Learning Objectives:

  1. Identify and discuss the logical operations of concrete operational thought, and give examples of how these operations are demonstrated by schoolchildren.
  2. Discuss Vygotsky’s views regarding the influence of the sociocultural context on learning during middle childhood.
  3. Outline Kohlberg’s stage theory of moral development.
  4. Identify and evaluate several criticisms of Kohlberg’s theory, and discuss sociocultural effects on moral development.
  5. Describe the components of the information-processing system, noting how they interact.
  6. Explain how processing speed increases in middle childhood as the result of advances in myelination and brain connections and a larger knowledge base.
  7. Discuss advances in the control processes, especially selective attention and metacognition, during middle childhood.
  8. Describe the development of language during the school years, noting changing abilities in vocabulary and pragmatics.
  9. Discuss the relationship between language development and socioeconomic status.
  10. Describe the concept of a hidden curriculum.
  11. Discuss different approaches to the objective assessment of what children have learned, and describe differences between the American and Japanese educational systems.
  12. Differentiate several approaches to teaching reading and math, and discuss evidence regarding the effectiveness of these methods.
  13. Discuss the merits of small class size.
  14. Identify several conditions that foster the learning of a second language, and describe the best approaches to bilingual education.
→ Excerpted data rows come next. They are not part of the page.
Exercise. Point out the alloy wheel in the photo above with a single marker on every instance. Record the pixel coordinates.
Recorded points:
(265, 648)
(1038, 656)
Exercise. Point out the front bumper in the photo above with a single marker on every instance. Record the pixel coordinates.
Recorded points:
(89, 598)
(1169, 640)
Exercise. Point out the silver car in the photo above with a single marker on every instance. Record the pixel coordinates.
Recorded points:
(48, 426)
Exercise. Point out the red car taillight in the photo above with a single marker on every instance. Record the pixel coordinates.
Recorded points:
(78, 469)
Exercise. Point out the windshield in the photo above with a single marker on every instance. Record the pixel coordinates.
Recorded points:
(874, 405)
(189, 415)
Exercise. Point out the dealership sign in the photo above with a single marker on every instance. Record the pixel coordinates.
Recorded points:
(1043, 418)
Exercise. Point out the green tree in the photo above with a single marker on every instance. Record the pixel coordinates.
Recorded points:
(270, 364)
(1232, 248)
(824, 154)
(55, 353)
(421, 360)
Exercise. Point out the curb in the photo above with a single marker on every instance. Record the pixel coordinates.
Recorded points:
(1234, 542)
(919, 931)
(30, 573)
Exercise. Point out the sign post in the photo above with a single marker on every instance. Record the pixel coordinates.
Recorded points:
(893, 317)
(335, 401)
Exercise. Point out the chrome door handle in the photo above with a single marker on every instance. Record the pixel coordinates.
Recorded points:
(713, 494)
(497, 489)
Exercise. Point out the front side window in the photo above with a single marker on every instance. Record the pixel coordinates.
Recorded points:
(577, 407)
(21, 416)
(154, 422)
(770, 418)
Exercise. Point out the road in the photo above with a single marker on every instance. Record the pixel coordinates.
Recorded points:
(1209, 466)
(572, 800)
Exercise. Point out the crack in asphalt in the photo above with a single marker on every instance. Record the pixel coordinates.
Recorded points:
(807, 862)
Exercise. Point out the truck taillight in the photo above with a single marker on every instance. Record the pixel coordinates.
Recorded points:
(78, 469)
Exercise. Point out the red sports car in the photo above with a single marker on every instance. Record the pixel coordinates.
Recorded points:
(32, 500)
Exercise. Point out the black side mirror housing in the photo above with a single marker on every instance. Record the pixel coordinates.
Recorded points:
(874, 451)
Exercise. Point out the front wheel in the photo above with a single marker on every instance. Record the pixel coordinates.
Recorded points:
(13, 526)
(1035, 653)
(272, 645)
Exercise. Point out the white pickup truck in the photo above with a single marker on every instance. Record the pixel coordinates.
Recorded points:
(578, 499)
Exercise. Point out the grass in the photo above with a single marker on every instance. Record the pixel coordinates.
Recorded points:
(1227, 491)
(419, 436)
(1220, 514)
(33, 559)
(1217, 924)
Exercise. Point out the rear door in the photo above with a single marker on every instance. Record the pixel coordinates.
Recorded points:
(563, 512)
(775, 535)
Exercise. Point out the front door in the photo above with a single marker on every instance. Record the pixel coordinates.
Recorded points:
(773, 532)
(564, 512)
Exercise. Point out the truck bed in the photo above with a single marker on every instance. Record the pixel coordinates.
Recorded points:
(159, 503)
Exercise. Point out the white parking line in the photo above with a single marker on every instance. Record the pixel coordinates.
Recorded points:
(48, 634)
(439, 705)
Chapter Thirteen: MC/Soc Learning Objectives & Essay Questions

Vocabulary: latency, industry vs. inferiority, social cognitive theory, social cognition, social comparison, learned helplessness, self esteem, self efficacy, peer group, society of children, aggressive-rejected, withdrawn-rejected, bullying, relational aggression, family function, family structure, nuclear family, extended family, single-parent family, blended family, grandparent family, foster family

Learning Objectives:

  1. Discuss the importance of peer groups to the development of school-age children, focusing on how the culture of children separates itself from adult society.
  2. Discuss the plight of two types of rejected children.
  3. Discuss how friendship circles change during the school years.
  4. Discuss the special problems of bullies and their victims, and describe possible ways of helping such children.
  5. Identify the essential ways in which functional families nurture school-age children.
  6. Differentiate eleven family structures.
  7. Discuss family factors that affect the child’s development.
  8. Discuss the impact of blended families and other family structures on the psychosocial development of the school-age child.
  9. Explain how low income and high conflict can interfere with good family functioning, noting the effects on children of divorce and remarriage.
  10. Identify the themes of different theoretical views of the psychosocial development of school-age children.
  11. Describe the development of the self-concept during middle childhood and its implications for children’s self-esteem.
  12. Discuss the concept of resilience, and identify the variables that influence the impact of stresses on schoolchildren.
  13. Discuss several factors that seem especially important in helping children cope with stress.